This Asparagus, Cherry Tomato, and Ricotta Frittata is a healthy and delicious dish that combines fresh vegetables with creamy ricotta cheese, making it perfect for any meal of the day. It's simple to prepare and packed with nutrients, making it a great option for those who want to enjoy a light and flavorful dish.
This colorful and nutritious Asparagus, Cherry Tomato, and Ricotta Frittata is a wonderful dish to serve for breakfast, brunch, or even a light dinner. With minimal prep time and bursting with fresh flavors, this recipe is sure to become a favorite. Enjoy the blend of textures and tastes in each bite!
A 10 to 12-inch oven-safe non-stick skillet is ideal for this frittata. This size allows for even cooking and helps the frittata set properly.
The frittata is done when it is set in the center and lightly golden on top. A toothpick inserted should come out clean, indicating that the eggs are fully cooked.
Yes, you can substitute ricotta cheese with cottage cheese or cream cheese for a different texture and flavor. Adjust based on your taste preferences and dietary needs.
Store any leftovers in an airtight container in the refrigerator for up to 3 days. Reheat in the microwave or in a skillet on low heat to warm thoroughly.
To adjust the spice level, you can reduce the number of chili peppers or omit them entirely. Alternatively, use milder peppers or add a pinch of red pepper flakes for a subtle heat.

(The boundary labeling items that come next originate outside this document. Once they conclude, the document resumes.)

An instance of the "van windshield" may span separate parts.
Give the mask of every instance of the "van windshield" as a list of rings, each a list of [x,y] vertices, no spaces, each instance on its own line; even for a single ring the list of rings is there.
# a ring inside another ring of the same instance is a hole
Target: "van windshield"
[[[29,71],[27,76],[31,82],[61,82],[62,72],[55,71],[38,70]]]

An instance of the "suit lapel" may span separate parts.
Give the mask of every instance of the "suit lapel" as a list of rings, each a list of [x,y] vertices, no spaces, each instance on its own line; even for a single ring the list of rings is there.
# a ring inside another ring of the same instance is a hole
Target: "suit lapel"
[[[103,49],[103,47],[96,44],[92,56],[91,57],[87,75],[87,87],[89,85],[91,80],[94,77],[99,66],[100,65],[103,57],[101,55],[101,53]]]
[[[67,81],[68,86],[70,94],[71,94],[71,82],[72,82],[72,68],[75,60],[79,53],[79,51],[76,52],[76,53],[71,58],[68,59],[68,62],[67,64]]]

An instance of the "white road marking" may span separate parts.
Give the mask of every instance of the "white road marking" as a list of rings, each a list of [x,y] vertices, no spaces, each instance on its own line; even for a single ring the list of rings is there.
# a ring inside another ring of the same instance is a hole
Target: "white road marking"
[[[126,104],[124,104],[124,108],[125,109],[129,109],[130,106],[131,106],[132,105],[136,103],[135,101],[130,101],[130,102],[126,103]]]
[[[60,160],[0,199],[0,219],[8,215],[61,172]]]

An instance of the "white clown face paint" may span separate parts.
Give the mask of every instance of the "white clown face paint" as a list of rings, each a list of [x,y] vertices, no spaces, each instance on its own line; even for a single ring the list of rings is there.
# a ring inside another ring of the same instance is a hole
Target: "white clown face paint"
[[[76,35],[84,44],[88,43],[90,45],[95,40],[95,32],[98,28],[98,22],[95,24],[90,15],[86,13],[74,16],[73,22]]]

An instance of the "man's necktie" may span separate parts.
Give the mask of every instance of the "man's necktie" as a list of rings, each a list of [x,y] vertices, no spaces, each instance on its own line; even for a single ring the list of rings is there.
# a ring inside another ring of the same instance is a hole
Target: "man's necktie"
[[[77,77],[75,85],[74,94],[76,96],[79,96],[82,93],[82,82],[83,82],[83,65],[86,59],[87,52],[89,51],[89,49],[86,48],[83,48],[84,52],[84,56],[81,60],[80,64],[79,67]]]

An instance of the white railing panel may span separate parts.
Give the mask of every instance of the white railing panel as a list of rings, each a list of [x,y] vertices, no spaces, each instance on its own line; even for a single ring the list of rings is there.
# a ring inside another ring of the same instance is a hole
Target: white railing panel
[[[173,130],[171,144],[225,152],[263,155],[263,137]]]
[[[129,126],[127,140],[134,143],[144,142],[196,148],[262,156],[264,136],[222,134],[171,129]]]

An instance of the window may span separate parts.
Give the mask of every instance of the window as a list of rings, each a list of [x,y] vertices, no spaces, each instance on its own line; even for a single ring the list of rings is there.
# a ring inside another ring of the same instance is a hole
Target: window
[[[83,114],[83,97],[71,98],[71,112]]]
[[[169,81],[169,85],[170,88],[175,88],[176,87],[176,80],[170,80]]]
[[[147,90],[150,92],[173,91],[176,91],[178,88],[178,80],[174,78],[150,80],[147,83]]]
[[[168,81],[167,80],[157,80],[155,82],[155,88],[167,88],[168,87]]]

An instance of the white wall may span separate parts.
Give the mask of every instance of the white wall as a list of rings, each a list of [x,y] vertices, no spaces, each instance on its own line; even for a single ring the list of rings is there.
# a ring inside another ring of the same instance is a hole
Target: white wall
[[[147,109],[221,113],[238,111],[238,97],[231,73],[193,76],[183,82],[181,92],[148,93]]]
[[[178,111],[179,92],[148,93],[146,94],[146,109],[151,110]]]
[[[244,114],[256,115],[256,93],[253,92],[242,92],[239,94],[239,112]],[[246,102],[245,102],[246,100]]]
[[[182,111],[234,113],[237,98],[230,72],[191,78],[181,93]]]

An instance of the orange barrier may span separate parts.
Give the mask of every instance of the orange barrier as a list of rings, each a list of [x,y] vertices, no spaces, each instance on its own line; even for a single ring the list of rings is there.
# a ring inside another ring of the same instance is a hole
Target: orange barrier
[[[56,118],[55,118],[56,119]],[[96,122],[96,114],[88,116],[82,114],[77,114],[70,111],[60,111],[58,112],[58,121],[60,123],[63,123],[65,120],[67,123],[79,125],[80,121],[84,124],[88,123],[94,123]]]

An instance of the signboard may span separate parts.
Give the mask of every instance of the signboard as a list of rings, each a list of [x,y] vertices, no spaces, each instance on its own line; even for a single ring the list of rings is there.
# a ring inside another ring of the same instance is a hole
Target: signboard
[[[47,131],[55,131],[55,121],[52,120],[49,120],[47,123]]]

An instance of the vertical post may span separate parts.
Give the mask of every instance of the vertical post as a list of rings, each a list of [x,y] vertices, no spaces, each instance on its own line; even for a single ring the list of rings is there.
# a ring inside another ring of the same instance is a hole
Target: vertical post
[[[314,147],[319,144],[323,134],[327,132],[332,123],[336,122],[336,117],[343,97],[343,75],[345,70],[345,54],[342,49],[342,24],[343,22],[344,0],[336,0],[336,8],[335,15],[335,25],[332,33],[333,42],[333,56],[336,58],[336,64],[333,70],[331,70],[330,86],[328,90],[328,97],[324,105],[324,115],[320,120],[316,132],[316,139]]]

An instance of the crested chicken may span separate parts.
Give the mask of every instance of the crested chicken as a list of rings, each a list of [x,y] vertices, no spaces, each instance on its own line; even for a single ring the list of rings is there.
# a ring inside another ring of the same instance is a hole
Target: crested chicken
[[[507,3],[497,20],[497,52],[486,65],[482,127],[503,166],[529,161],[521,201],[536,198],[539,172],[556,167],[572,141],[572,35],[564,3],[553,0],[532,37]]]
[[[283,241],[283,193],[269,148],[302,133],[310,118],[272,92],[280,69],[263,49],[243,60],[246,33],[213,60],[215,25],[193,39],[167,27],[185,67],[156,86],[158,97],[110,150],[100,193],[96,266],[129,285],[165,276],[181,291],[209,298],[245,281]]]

- To evenly cook the asparagus, cut it into bite-sized pieces.
- Blanch the peas in boiling water for a minute before adding them to the frittata for a tender texture.
- Use a non-stick skillet to prevent the frittata from sticking and make it easier to flip.
- Whisk the egg whites and milk together thoroughly for a fluffy and well-combined mixture.
- For a spicier kick, leave the seeds in the chili peppers, or remove them for a milder heat.
- Top the frittata with fresh basil just before serving to enhance the flavor and add a fresh, aromatic touch.